Comentario al Evangelio del

Pedro Belderrain, cmf

En mi comunidad bromeamos cuando un hermano, al que apreciamos, nos anuncia su visita: “fulano no viene a vernos, viene a hablarnos”. En otra hacen bromas en este tiempo de cuaresma: “nosotros comemos y cenamos en silencio; sólo se oye hablar a fulano”.

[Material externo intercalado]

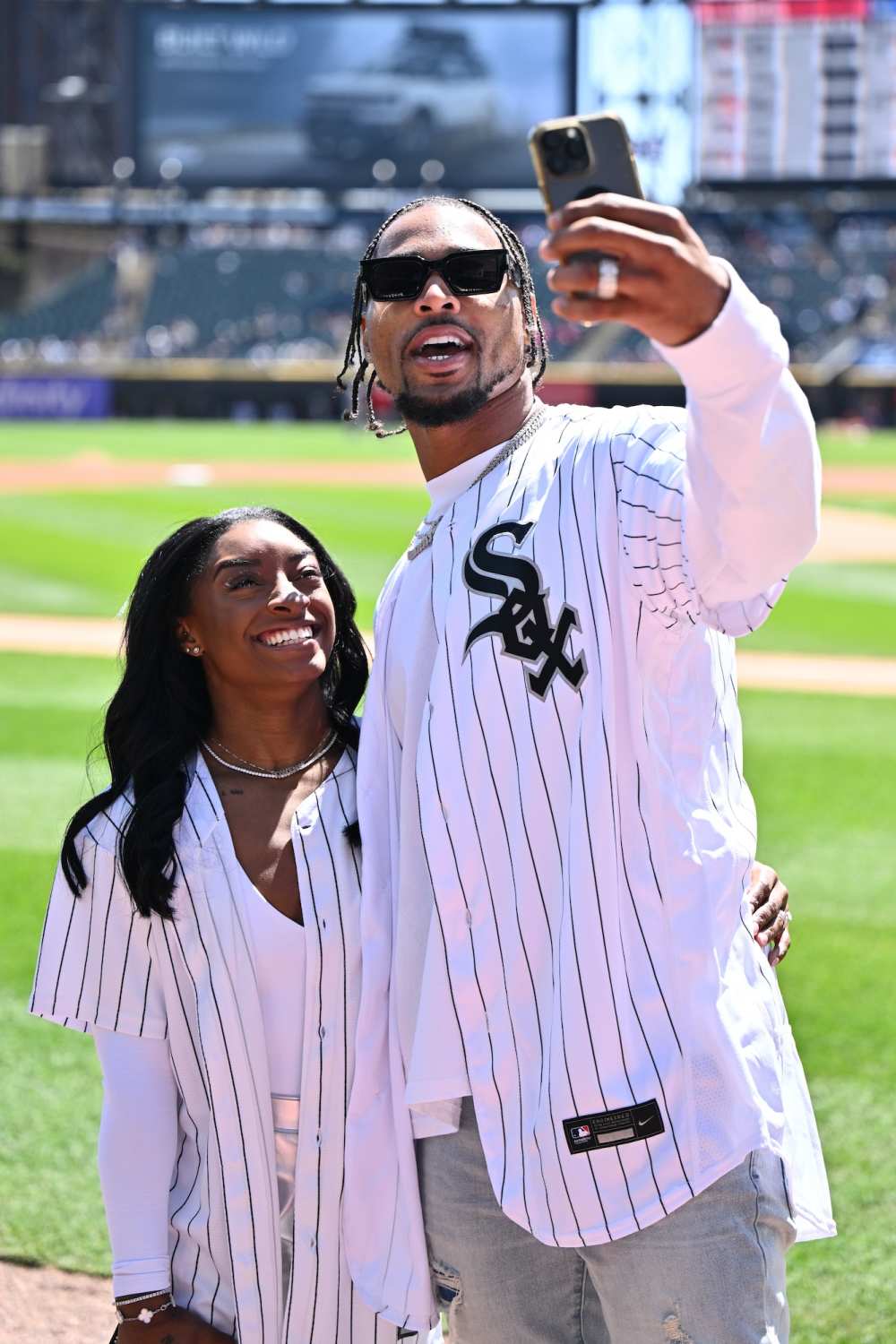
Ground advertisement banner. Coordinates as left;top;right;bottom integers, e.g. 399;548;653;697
130;4;575;191
0;376;111;419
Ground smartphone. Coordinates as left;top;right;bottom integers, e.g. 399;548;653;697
530;112;643;214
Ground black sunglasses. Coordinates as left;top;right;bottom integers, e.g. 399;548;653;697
361;247;508;303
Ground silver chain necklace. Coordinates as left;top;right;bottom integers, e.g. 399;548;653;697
407;398;548;561
200;728;337;780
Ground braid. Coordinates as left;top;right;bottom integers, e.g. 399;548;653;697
336;196;549;438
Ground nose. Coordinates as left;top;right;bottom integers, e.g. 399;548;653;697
267;572;307;613
414;271;461;317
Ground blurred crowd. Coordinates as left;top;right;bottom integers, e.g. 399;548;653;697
0;204;896;367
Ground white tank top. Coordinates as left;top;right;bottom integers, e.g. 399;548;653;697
246;878;305;1097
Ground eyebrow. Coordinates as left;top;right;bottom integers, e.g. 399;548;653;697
383;247;486;261
212;548;315;578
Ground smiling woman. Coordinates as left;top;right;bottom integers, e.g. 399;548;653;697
30;508;416;1344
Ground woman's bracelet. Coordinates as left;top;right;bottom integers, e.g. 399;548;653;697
114;1292;175;1325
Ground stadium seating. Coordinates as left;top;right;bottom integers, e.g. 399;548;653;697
0;204;896;367
0;258;116;363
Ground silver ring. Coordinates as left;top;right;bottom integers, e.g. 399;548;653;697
598;257;619;301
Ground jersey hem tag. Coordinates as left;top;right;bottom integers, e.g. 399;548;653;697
563;1101;667;1153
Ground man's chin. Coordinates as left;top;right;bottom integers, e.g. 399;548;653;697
395;384;489;429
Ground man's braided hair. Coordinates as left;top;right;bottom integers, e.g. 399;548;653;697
336;196;548;438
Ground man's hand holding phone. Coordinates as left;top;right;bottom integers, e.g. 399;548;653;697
540;193;729;346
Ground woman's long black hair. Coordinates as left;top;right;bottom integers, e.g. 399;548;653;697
62;507;368;917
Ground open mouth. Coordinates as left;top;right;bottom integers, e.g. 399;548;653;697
255;623;318;650
407;325;473;378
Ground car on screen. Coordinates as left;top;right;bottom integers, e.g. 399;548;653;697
302;24;497;160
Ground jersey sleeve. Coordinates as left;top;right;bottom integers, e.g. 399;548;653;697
610;408;786;636
30;835;167;1039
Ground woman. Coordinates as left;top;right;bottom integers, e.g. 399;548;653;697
30;508;788;1344
30;508;410;1344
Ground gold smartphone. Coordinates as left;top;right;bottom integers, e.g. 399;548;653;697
530;112;643;214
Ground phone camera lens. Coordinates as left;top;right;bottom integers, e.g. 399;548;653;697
565;126;589;163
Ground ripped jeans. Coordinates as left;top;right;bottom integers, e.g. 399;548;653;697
417;1097;796;1344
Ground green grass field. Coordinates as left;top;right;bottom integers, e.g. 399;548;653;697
0;425;896;1344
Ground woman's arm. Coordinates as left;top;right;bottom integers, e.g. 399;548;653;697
94;1029;177;1297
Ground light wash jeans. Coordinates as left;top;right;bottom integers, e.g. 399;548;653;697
417;1097;796;1344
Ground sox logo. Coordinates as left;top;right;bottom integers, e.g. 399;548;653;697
463;523;587;701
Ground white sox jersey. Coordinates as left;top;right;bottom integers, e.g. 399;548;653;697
345;264;833;1322
30;752;416;1344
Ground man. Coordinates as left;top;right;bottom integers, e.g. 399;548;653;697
342;195;834;1344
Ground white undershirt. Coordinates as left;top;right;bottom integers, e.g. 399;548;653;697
246;878;305;1097
94;870;306;1297
388;444;504;1139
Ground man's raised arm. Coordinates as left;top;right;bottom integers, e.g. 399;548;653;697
541;195;821;607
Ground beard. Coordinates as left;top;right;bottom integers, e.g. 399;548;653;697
393;366;526;429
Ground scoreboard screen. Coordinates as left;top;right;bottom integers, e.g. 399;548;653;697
132;4;575;191
694;0;896;182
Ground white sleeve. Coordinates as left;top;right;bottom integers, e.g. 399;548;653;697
613;268;821;634
30;833;167;1038
94;1029;177;1297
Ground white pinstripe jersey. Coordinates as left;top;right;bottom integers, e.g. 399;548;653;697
345;277;833;1333
30;752;416;1344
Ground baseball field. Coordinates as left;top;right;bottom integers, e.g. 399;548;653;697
0;422;896;1344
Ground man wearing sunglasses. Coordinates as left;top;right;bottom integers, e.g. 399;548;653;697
342;196;834;1344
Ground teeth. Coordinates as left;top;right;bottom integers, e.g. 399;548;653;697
259;625;313;648
420;336;463;359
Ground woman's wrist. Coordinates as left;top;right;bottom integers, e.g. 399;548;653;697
114;1288;175;1325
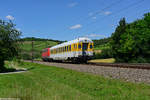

Todos tenemos algún defecto que no vemos. Los demás lo perciben con facilidad, pero a nosotros nos cuesta más. Hay gente que habla y habla sin darse cuenta. En la relación con el Señor puede pasarnos lo mismo. La oración es diálogo, encuentro, conversación, pero precisamente por eso tiene un fuerte componente de escucha.

A quienes oramos con la Liturgia de las Horas se nos permite abrir muchos días de cuaresma recordando esta invitación del salmo 94 que hoy proclamamos en la eucaristía: “Ojalá escuchéis hoy la voz del Señor, no endurezcáis el corazón”. La cuaresma es tiempo de muchas cosas (de oración, de ayuno, de limosna), pero sobre todo de escucha y amor. ¡Qué mal suena la expresión de la primera lectura de hoy: “aquí está la gente que no escuchó la voz del Señor”! ¡Qué distinta de la del salmo 23: “este es el grupo que busca al Señor”!

Pongámonos en camino. Ayudémonos a escuchar la voz del Señor. Dejemos que Él mismo nos dé el corazón y el espíritu nuevos que tanto pedimos estos días.